The Controller will provide you with the answer to the exercise of your rights free of charge. In the event of a repeated, unreasonable or inappropriate request for the exercise of your rights, the Controller is entitled to charge a reasonable fee for the provision of information. The Controller will provide you with an answer within 1 month from the day when you exercised your rights. In certain cases, the Controller is entitled to extend this period, in the case of a high number and complexity of applications of the data subjects, maximally by 2 months. The Controller will always inform you about the extension of the deadline in advance.
SOCIAL MEDIA AND LINKS TO OTHER WEBSITES
As a part of the support of marketing and advertising you can find on the Controller´s website links to various social networks, such as Facebook or Instagram.
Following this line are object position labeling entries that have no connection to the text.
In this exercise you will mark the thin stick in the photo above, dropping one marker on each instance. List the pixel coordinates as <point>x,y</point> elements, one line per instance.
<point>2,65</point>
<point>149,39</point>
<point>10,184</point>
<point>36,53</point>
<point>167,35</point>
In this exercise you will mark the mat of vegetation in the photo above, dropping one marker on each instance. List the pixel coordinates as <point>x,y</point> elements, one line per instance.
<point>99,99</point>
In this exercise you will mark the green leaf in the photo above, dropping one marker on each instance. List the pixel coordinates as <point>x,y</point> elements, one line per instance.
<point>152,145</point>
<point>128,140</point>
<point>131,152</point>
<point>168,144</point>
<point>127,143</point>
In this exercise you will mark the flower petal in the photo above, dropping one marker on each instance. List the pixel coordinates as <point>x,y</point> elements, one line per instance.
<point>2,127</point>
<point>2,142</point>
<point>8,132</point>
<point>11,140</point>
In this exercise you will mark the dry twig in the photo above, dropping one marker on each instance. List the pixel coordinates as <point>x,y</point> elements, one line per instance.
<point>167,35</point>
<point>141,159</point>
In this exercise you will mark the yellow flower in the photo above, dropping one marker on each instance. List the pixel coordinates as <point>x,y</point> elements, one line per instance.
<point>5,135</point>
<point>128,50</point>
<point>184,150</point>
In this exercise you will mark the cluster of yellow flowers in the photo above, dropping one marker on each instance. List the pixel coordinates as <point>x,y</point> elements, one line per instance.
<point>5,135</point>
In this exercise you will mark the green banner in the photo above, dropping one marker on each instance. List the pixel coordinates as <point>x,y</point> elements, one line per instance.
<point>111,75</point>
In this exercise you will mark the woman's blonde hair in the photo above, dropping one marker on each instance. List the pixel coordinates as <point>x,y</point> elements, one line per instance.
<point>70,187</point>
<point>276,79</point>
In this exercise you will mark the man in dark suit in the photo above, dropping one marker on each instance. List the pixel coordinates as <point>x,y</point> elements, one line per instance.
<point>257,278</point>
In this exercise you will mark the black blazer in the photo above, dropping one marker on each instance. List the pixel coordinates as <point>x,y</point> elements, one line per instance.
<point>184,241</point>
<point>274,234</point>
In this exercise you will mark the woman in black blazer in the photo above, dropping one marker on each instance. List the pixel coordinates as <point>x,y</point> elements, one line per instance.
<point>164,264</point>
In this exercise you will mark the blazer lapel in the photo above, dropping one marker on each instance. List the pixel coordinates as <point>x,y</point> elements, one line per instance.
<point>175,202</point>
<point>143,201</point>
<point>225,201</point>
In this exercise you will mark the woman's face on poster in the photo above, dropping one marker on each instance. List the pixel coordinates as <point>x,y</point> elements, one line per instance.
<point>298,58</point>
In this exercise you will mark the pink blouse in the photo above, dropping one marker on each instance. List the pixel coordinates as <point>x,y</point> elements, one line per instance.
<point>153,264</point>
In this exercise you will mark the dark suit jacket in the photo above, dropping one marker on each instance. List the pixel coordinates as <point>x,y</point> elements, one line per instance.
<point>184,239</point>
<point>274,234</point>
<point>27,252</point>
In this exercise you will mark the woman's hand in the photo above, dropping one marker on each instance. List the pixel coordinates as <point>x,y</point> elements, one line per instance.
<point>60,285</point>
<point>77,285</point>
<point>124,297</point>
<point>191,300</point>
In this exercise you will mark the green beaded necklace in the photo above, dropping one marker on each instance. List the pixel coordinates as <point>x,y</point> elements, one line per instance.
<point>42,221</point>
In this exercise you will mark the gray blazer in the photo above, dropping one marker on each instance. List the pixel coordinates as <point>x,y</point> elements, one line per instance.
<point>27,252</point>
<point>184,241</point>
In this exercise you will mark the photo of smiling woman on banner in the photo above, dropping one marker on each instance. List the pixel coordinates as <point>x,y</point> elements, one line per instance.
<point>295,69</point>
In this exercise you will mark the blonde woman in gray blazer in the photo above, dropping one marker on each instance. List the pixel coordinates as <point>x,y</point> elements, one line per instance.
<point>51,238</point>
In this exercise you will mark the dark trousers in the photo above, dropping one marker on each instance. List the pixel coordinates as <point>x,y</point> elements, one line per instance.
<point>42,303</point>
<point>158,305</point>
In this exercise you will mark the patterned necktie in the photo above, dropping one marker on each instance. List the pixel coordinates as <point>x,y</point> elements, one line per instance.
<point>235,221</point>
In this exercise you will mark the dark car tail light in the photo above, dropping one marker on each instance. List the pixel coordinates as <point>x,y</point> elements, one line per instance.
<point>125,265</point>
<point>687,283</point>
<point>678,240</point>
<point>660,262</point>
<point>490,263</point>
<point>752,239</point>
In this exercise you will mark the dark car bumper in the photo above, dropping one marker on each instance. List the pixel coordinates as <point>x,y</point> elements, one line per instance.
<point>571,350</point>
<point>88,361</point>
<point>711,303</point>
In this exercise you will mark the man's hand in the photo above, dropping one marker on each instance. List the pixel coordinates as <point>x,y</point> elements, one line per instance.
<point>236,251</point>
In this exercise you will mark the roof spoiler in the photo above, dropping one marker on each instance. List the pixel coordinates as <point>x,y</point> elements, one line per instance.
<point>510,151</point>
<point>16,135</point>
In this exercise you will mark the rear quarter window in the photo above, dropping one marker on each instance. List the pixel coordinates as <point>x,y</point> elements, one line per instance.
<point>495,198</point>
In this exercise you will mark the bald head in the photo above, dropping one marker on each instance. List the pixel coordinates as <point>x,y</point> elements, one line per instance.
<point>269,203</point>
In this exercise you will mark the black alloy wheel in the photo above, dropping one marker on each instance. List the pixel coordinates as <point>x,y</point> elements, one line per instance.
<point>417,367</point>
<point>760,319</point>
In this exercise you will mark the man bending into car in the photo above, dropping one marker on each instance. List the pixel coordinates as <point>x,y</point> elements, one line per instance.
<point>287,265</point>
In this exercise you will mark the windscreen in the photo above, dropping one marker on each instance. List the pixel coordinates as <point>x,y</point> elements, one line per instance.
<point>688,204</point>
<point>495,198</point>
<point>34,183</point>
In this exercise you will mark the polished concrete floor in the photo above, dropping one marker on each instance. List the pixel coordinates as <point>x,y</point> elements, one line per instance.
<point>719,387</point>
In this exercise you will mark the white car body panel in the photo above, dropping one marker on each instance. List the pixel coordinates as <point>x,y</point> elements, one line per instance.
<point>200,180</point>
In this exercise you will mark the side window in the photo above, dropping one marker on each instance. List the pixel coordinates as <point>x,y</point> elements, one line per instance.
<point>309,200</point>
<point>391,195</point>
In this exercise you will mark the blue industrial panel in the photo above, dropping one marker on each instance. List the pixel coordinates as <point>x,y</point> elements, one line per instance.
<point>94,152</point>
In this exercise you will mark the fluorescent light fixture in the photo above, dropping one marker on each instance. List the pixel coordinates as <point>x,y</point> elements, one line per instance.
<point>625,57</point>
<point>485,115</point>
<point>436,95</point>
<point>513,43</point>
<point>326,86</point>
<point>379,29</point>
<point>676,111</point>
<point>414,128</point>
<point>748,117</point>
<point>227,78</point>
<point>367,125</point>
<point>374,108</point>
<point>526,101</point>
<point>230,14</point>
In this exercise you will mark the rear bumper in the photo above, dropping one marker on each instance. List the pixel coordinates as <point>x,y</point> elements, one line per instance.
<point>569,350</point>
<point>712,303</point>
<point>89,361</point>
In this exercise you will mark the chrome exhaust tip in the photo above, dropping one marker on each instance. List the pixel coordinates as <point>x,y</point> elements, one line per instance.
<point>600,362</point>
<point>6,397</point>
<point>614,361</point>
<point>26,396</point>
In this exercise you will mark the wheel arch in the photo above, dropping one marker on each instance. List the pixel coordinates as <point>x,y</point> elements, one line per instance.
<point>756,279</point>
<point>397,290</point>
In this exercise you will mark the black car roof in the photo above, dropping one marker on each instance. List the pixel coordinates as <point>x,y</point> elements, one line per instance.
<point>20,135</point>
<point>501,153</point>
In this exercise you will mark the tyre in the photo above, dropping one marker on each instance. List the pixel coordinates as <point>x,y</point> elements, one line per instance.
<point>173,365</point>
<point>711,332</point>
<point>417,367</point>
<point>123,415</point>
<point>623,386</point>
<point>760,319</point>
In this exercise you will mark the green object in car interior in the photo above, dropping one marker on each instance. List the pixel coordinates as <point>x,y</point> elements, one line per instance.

The Controller hereby wishes to inform you that after clicking on the plug-in on the website and visiting the social network, the personal data protection rules of the social network operator will apply, except if you contact the Controller via a message on the social network or if you consent to the publication of your photo on a social network (in which case the processing of your personal data is also governed by this Privacy Policy and your personal data shall be processed by the Controller in accordance with the information provided above).
For more information on the processing of your personal data by social media operators, please visit the following links: (i) Facebook and (ii) Instagram.
Validity
This Privacy policy is valid and effective from 1st November 2022. As it is possible that an update of the information on personal data processing contained in this Privacy policy may be necessary in the future, the Controller is entitled to update this Privacy policy at any time. In such case, the Controller will inform you about it in an adequate manner in advance.